Welche Tests braucht der Arzt bei blutigem Durchfall?
Meist Stuhlkultur oder Multiplex-PCR plus Shiga-Toxin-Test, Blutbild und, je nach Lage, Gerinnung und Nierenwerte. Bei STEC-Verdacht folgen Kontrollen auf HUS. Eine Darmspiegelung klärt CED, Polypen, Divertikel und Tumoren, sobald der Kreislauf es erlaubt. Ohne klare anale Quelle bleibt die Endoskopie der Goldstandard.

Fazit
Roter Durchfall ist ein Warnsignal, kein eigenes Krankheitsbild. Manchmal steckt nur Farbstoff dahinter, oft aber Blut aus Infekt, Hämorrhoiden, CED oder einer Blutung weiter oben im Darm. Die Trennung leistet der Test, nicht die Erinnerung an das letzte Rote-Bete-Gericht. Seit den Texten um 2018 hat sich die Infektseite verschoben: STEC verlangt Flüssigkeit und Überwachung, nicht Antibiotikum und nicht Loperamid.
Wer Blut sieht, Fieber über 38,9 °C misst, wenig uriniert oder schwindelig wird, holt sich am selben Tag Hilfe. Zu Hause zählt Trinken, Hygiene und das Meiden von Motilitätsbremsen. Die Praxis entscheidet über Proben, Endoskopie und gezielte Therapie. Das Ziel ist, eine behandelbare Ursache zu finden und Komplikationen wie HUS oder Schock nicht zu verpassen.
Quellen
- Centers for Disease Control and Prevention: Food Poisoning Symptoms. Centers for Disease Control and Prevention, 24. November 2025.
- Centers for Disease Control and Prevention: Treatment of E. coli Infection. Centers for Disease Control and Prevention, 14. Mai 2024.
- Centers for Disease Control and Prevention: Symptoms of E. coli Infection. Centers for Disease Control and Prevention, 14. Mai 2024.
- Centers for Disease Control and Prevention: Signs and Symptoms of Shigella Infection. Centers for Disease Control and Prevention, 14. März 2024.
- Mayo Clinic Staff: Stool color: When to worry. Mayo Clinic, 10. Oktober 2024.

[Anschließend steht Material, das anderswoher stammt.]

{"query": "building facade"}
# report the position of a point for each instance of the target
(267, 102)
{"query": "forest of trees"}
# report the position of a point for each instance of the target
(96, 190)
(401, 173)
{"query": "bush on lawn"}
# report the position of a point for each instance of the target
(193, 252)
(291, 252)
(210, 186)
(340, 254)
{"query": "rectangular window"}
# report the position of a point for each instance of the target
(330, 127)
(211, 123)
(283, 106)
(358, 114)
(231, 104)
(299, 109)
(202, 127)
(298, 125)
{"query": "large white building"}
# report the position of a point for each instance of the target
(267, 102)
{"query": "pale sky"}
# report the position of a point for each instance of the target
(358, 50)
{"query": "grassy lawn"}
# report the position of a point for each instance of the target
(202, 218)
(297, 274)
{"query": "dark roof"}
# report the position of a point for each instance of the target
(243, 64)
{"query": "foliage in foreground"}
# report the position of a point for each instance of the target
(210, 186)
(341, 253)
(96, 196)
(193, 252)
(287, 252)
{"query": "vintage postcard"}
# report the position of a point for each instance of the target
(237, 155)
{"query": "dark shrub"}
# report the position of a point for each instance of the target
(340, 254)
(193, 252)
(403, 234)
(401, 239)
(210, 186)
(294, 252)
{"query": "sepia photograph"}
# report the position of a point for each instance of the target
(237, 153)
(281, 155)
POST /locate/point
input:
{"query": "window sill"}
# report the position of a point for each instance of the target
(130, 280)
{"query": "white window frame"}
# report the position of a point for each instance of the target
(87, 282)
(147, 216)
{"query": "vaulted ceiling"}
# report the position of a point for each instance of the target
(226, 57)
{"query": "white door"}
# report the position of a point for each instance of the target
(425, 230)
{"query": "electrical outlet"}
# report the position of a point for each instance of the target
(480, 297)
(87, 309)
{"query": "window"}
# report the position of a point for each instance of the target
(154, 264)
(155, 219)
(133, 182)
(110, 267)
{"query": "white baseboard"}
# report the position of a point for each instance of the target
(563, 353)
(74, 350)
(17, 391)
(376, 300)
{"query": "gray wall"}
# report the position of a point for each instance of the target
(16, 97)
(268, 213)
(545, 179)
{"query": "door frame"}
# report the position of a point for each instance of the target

- MedlinePlus: Black or tarry stools. MedlinePlus, 11. Juni 2024.
- Cleveland Clinic: What Does My Stool (Poop) Color Mean?. Cleveland Clinic, 11. Februar 2025.
- National Institute of Diabetes and Digestive and Kidney Diseases: Symptoms & Causes of GI Bleeding. National Institute of Diabetes and Digestive and Kidney Diseases, Stand: Juli 2024.
- Shane AL, Mody RK et al.: IDSA 2017 Clinical Practice Guidelines for the Diagnosis and Management of Infectious Diarrhea. Infectious Diseases Society of America, 2017.
- Bush LM, Vazquez-Pertejo MT: Infection by Escherichia coli O157:H7 and Other Enterohemorrhagic E. coli (EHEC). Merck Manual Professional Edition, Juni 2024.
- Sabry AO, Goosenberg E et al.: Rectal Bleeding. StatPearls, 12. April 2026.
- Cleveland Clinic: When To Seek Care for Diarrhea (and Where To Go). Cleveland Clinic, 17. Juli 2026.